Professeur au Département des sciences de la Terre et de l’atmosphère

Observer l’infiniment petit

Pour améliorer les connaissances concernant l’impact de l’environnement urbain sur les précipitations, le professeur et son équipe souhaitent mettre à profit des outils scientifiques originaux: les isotopes naturels de la molécule d’eau. En observant l’infiniment petit, soit en visualisant des différences infimes dans la masse des noyaux des atomes de la molécule d’eau, les analyses isotopiques fournissent des informations importantes sur les conditions et les trajectoires des précipitations, permettant ainsi de reconstituer leur histoire. 

«Nous visons à mettre sur pied le premier réseau d’étude des signatures isotopiques des précipitations en milieu urbain, souligne Florent Barbecot. Au Geotop, nous avons la chance d’avoir un laboratoire de mesures isotopiques qui permet de décrypter les processus environnementaux. La signature isotopique de l’eau est un outil qui aide à comprendre l’origine de l’eau précipitée, mais aussi les différents processus physiques et chimiques qu’elle a subis durant son transport. Nous nous en servirons comme un traceur de la modification des précipitations en milieu urbain.»

Avec l’aide des participants à la recherche, l’équipe de Collect’O pourra comprendre comment la ville affecte la distribution des précipitations et génère des changements climatiques locaux, à différentes échelles spatiales et temporelles.

Au début juin, Florent Barbecot a participé à une série de rencontres de l’Agence internationale de l’énergie atomique (IAEA), un organisme sous l’égide de l’ONU qui s’intéresse à l’amélioration de la gestion de l’eau et qui fait la promotion de l’utilisation des isotopes. «Le projet Collect’O a suscité beaucoup d’intérêt et d’autres villes à travers le monde pourraient éventuellement s’en inspirer», dit-il.

Besoin de volontaires

Bouteille d’échantillonnage.
Photo: Nathalie St-Pierre

Pour mener à bien la recherche, l’équipe de Collect’O a besoin de volontaires pour l’aider à échantillonner les précipitations, qui seront ensuite analysées dans les labos du Geotop. Le rôle des participants consistera à installer dans leur cour ou leur jardin un petit équipement de collecte des précipitations – de la dimension d’une cabane à oiseaux –, incluant des bouteilles d’échantillonnage. «Il est important que l’équipement de collecte soit installé à un endroit dégagé, loin des arbres ou des immeubles, pour éviter que ces derniers influent sur la quantité de précipitations», prévient le professeur.

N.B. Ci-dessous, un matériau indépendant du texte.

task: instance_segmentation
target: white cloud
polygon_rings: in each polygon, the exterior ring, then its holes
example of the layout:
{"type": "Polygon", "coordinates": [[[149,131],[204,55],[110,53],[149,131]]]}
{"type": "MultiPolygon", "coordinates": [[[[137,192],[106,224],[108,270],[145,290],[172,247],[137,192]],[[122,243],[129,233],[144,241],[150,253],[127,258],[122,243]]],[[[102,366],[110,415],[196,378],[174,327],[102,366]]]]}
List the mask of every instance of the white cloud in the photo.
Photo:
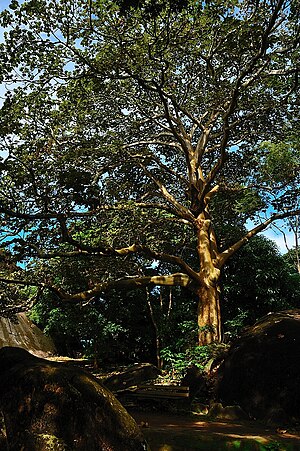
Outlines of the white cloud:
{"type": "Polygon", "coordinates": [[[288,232],[285,230],[283,230],[283,232],[284,235],[279,230],[275,231],[272,229],[268,229],[263,233],[263,235],[265,235],[270,240],[275,241],[280,252],[282,254],[285,254],[289,249],[292,249],[292,247],[295,246],[295,236],[292,232],[288,232]]]}
{"type": "MultiPolygon", "coordinates": [[[[248,230],[251,230],[257,224],[254,224],[252,221],[248,220],[246,223],[246,227],[248,230]]],[[[286,224],[283,221],[276,221],[275,225],[278,227],[275,228],[269,227],[268,229],[261,232],[261,235],[269,238],[272,241],[275,241],[276,245],[281,254],[286,254],[289,249],[292,249],[295,246],[295,235],[292,232],[289,232],[286,224]]]]}

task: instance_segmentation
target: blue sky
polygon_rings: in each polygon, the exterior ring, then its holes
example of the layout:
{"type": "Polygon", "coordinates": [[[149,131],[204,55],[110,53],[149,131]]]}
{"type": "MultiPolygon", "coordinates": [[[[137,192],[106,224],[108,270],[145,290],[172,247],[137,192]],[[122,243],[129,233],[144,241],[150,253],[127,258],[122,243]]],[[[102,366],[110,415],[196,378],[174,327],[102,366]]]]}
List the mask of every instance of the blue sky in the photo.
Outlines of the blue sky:
{"type": "Polygon", "coordinates": [[[11,0],[1,0],[0,1],[0,11],[7,8],[8,5],[10,4],[10,2],[11,2],[11,0]]]}
{"type": "MultiPolygon", "coordinates": [[[[280,221],[277,221],[277,225],[280,226],[280,221]]],[[[266,230],[263,235],[275,241],[277,246],[279,247],[280,252],[285,254],[287,252],[287,248],[284,242],[284,236],[279,230],[266,230]]],[[[288,243],[288,248],[291,249],[295,246],[295,237],[292,233],[290,233],[287,229],[285,229],[285,236],[288,243]]]]}
{"type": "Polygon", "coordinates": [[[0,11],[3,11],[4,9],[6,9],[10,5],[10,2],[11,2],[11,0],[0,0],[0,11]]]}

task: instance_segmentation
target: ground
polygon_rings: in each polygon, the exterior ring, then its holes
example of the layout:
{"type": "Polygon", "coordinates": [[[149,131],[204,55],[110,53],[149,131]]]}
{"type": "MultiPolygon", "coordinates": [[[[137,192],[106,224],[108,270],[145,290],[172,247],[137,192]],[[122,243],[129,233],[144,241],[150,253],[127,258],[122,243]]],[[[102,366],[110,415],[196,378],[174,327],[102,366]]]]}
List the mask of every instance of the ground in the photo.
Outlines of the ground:
{"type": "MultiPolygon", "coordinates": [[[[61,360],[59,358],[58,360],[61,360]]],[[[82,359],[64,359],[84,366],[82,359]]],[[[87,369],[92,370],[89,365],[87,369]]],[[[110,373],[110,375],[115,372],[110,373]]],[[[99,379],[107,373],[95,374],[99,379]]],[[[300,429],[267,427],[258,421],[214,421],[206,415],[171,414],[151,407],[143,411],[135,408],[129,413],[137,421],[151,451],[300,451],[300,429]]]]}
{"type": "Polygon", "coordinates": [[[300,434],[258,422],[208,421],[203,415],[130,411],[151,451],[297,451],[300,434]]]}

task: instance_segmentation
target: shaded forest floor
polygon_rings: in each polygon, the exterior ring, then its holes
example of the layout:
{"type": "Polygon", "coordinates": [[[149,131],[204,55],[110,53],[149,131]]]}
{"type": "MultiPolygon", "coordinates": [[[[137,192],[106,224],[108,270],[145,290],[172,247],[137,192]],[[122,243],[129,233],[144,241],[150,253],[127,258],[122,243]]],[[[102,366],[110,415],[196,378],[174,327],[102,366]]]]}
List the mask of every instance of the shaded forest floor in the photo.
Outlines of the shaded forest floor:
{"type": "Polygon", "coordinates": [[[298,432],[276,430],[257,422],[209,421],[205,415],[134,410],[129,413],[141,426],[151,451],[300,450],[298,432]]]}
{"type": "MultiPolygon", "coordinates": [[[[50,360],[79,366],[100,381],[114,371],[95,371],[85,359],[50,360]]],[[[196,413],[172,414],[125,406],[140,425],[151,451],[300,451],[300,430],[285,430],[257,421],[220,421],[196,413]]]]}

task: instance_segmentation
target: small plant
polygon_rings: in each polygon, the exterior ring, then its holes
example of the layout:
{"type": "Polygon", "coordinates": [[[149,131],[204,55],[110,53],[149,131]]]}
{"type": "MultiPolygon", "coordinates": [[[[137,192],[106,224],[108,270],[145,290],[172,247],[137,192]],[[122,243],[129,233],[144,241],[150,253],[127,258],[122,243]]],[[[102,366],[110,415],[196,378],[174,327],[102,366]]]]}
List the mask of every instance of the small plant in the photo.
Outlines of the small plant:
{"type": "Polygon", "coordinates": [[[279,442],[271,442],[267,445],[263,445],[262,451],[280,451],[282,450],[279,442]]]}
{"type": "Polygon", "coordinates": [[[173,352],[167,347],[161,350],[161,357],[164,360],[165,369],[171,372],[173,377],[181,378],[191,366],[203,370],[210,360],[221,357],[226,349],[226,345],[215,343],[207,346],[193,346],[183,352],[173,352]]]}
{"type": "Polygon", "coordinates": [[[239,335],[241,329],[249,321],[249,316],[250,313],[248,310],[243,311],[242,309],[238,309],[238,314],[234,318],[225,321],[224,326],[227,329],[225,332],[227,339],[231,340],[239,335]]]}

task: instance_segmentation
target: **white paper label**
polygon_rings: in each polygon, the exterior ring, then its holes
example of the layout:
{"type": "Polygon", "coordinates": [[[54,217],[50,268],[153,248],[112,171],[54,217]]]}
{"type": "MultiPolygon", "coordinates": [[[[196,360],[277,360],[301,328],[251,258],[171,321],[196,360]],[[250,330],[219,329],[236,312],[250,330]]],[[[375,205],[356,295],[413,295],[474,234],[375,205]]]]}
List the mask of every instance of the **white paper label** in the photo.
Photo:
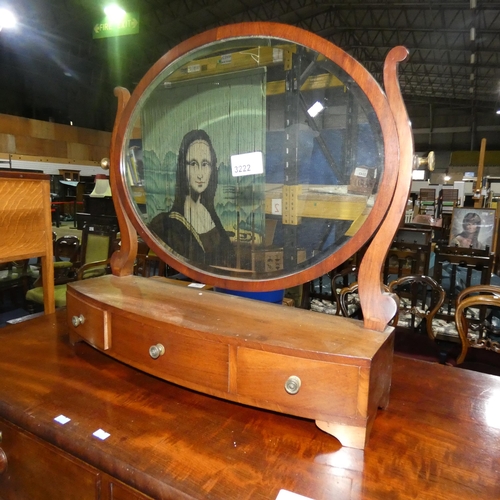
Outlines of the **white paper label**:
{"type": "Polygon", "coordinates": [[[273,198],[271,213],[274,215],[283,215],[283,210],[281,207],[281,198],[273,198]]]}
{"type": "Polygon", "coordinates": [[[273,49],[273,62],[283,61],[283,49],[273,49]]]}
{"type": "Polygon", "coordinates": [[[108,439],[111,434],[103,431],[102,429],[97,429],[92,435],[104,441],[105,439],[108,439]]]}
{"type": "Polygon", "coordinates": [[[292,493],[287,490],[280,490],[276,500],[313,500],[310,497],[304,497],[302,495],[298,495],[297,493],[292,493]]]}
{"type": "Polygon", "coordinates": [[[368,169],[362,167],[356,167],[354,169],[354,175],[356,177],[366,177],[368,175],[368,169]]]}
{"type": "Polygon", "coordinates": [[[198,73],[198,71],[201,71],[201,65],[191,64],[191,66],[188,66],[188,73],[198,73]]]}
{"type": "Polygon", "coordinates": [[[233,177],[263,174],[264,163],[262,161],[262,153],[260,151],[255,151],[254,153],[231,156],[231,171],[233,177]]]}
{"type": "Polygon", "coordinates": [[[56,422],[59,422],[60,424],[64,425],[67,424],[69,421],[71,421],[70,418],[65,417],[64,415],[59,415],[54,419],[56,422]]]}
{"type": "Polygon", "coordinates": [[[220,58],[221,64],[229,64],[233,60],[233,54],[223,54],[220,58]]]}
{"type": "Polygon", "coordinates": [[[188,287],[191,287],[191,288],[205,288],[205,285],[203,283],[189,283],[188,287]]]}

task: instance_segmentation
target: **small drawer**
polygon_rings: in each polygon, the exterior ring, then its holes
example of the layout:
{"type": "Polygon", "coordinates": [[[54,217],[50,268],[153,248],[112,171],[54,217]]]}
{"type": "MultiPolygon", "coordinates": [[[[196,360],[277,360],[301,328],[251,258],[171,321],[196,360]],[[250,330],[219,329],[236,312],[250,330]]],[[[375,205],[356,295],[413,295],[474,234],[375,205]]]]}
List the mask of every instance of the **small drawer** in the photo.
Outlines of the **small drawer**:
{"type": "Polygon", "coordinates": [[[69,288],[66,310],[70,332],[103,351],[111,347],[111,331],[106,311],[73,295],[69,288]]]}
{"type": "Polygon", "coordinates": [[[183,335],[168,324],[151,326],[120,314],[112,314],[111,324],[114,357],[196,390],[228,391],[227,344],[183,335]],[[151,347],[163,349],[163,353],[156,350],[153,355],[158,357],[153,358],[151,347]]]}
{"type": "Polygon", "coordinates": [[[306,418],[357,417],[359,384],[357,366],[238,349],[238,394],[262,401],[270,409],[287,408],[306,418]]]}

En fonction des prévisions météorologiques, les volontaires seront contactés par l’équipe de recherche avant que ne survienne un épisode pluvieux afin qu’ils installent l’équipement de collecte durant quelques heures ou quelques jours. Une fois l’épisode terminé, ils pourront retourner la bouteille d’échantillonnage à l’UQAM, à l’intention du Département des sciences de la Terre et de l’atmosphère. Les résultats des analyses leur seront ensuite communiqués par l’intermédiaire du site web du projet Collect’O et de bulletins d’information.

«Les participants à la recherche nous aideront à montrer comment le climat a pu être modifié par l’urbanisation dans leur secteur, conclut Florent Barbecot. En comprenant l’ampleur des perturbations infligées aux précipitations par les villes, nous pourrons contribuer ensemble au développement de mesures d’adaptation et de gestion du cycle de l’eau en milieu urbain.»